OCOT lives on.
Despite the announcement made in October 2018 concerning the impending termination of the Ontario College of Trades (OCOT), not much has changed. Although fee collection paused briefly after the news first broke, collections have since resumed — at reduced rates in some circumstances and waived entirely in others. The issuance or renewing certificates of qualification and other credentials, the undertaking of trade equivalency assessments, support for labour mobility through credential verification, and work site raids to check trade credentials have also continued.
Uncertainty over OCOT’s future is causing concerns among potential apprenticeship employers, a message that is being heard by public college educators. Not only does OCOT continue to hang over the heads of potential employers, they wonder about the future of apprenticeship regulation enforcement. When OCOT finally does shut down, will responsibility for the enforcement of apprenticeship rules simply be transferred to the newly named Ministry of Labour, Training and Skills Development (MLTSD) from the former Ministry of Labour and Colleges and Universities? After all, the College of Trades was little more than an enforcement agency during its latter years, never a “College”. Could the hiring of apprentices trigger random workplace inspections that go beyond apprenticeship issues?

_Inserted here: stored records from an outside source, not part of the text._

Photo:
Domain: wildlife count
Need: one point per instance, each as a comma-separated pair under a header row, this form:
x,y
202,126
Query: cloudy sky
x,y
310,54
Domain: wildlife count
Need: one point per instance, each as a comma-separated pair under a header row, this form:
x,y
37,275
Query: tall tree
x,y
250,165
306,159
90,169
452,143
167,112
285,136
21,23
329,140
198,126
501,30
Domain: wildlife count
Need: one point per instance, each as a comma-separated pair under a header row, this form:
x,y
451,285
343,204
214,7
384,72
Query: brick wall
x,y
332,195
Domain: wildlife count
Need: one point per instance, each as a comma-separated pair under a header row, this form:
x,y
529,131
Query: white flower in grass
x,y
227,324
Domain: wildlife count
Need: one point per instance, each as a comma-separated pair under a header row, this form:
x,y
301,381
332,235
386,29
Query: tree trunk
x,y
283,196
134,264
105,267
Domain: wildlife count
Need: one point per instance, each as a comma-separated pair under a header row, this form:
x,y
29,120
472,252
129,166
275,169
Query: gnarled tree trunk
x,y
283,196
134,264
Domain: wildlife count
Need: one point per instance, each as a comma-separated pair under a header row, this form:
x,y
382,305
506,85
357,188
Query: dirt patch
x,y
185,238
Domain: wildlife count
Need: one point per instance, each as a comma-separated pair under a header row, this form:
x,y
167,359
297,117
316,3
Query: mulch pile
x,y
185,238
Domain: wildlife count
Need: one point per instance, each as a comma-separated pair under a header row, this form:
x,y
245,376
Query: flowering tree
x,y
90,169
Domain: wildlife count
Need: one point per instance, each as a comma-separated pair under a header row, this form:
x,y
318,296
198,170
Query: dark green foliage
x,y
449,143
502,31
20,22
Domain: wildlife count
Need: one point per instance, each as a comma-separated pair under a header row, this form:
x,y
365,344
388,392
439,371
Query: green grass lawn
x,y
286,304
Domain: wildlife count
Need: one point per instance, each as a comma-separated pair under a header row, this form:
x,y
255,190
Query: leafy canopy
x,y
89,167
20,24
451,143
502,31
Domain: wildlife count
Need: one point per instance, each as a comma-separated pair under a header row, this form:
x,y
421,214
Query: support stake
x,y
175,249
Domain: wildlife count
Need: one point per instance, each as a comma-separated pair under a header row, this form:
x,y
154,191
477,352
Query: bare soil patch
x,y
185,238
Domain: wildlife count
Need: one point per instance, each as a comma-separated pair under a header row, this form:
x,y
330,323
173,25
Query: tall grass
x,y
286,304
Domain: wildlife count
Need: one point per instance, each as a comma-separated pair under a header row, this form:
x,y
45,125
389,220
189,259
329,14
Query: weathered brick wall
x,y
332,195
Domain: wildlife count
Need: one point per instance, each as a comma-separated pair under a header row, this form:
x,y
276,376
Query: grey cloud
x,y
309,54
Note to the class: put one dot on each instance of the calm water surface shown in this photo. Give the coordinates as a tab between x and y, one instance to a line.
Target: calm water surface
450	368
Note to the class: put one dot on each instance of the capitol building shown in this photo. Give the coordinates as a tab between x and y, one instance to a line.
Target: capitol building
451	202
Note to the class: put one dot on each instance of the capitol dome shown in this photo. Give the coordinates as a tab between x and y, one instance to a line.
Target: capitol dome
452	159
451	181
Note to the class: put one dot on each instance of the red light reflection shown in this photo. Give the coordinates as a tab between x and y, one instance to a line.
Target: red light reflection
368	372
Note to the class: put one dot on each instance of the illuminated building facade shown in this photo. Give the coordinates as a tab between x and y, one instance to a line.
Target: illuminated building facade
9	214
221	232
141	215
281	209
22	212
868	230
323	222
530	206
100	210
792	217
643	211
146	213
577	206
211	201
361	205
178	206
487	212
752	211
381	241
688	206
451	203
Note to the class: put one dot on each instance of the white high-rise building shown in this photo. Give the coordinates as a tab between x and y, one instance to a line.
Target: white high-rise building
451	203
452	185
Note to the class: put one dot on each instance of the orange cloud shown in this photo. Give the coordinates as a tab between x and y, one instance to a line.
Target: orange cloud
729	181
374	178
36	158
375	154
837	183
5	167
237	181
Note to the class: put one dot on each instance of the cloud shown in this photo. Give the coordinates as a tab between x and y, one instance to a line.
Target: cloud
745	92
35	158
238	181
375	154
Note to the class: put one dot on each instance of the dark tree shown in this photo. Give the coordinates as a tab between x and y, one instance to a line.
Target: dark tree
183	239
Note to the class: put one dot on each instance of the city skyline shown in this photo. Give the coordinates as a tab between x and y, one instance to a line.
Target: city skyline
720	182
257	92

For the 24 public colleges across the province responsible for attracting and training a new generation of skilled trade workers, this could create a problem. They need a smooth transition from apprenticeship training to hiring, not more obstacles to overcome.
We need to digitize and simplify apprenticeship in Ontario,
— Mac Greaves
Heads of Apprenticeship Training committee
“We expect OCOT will be completely shut down next year (2020), at which point the Ontario College of Trades and Apprenticeship Act, 2009 will be repealed and replaced by the Modernizing the Skilled Trades and Apprenticeship Act, 2019,” the MLTSD told the Daily Commercial News. Although acknowledging that, “the College was not working for people,” and “contributed to the backlog by creating unnecessary and burdensome red tape for skilled trades,” the Ministry did not offer any specifics as to how apprenticeship enforcement procedures would be manifested in the future.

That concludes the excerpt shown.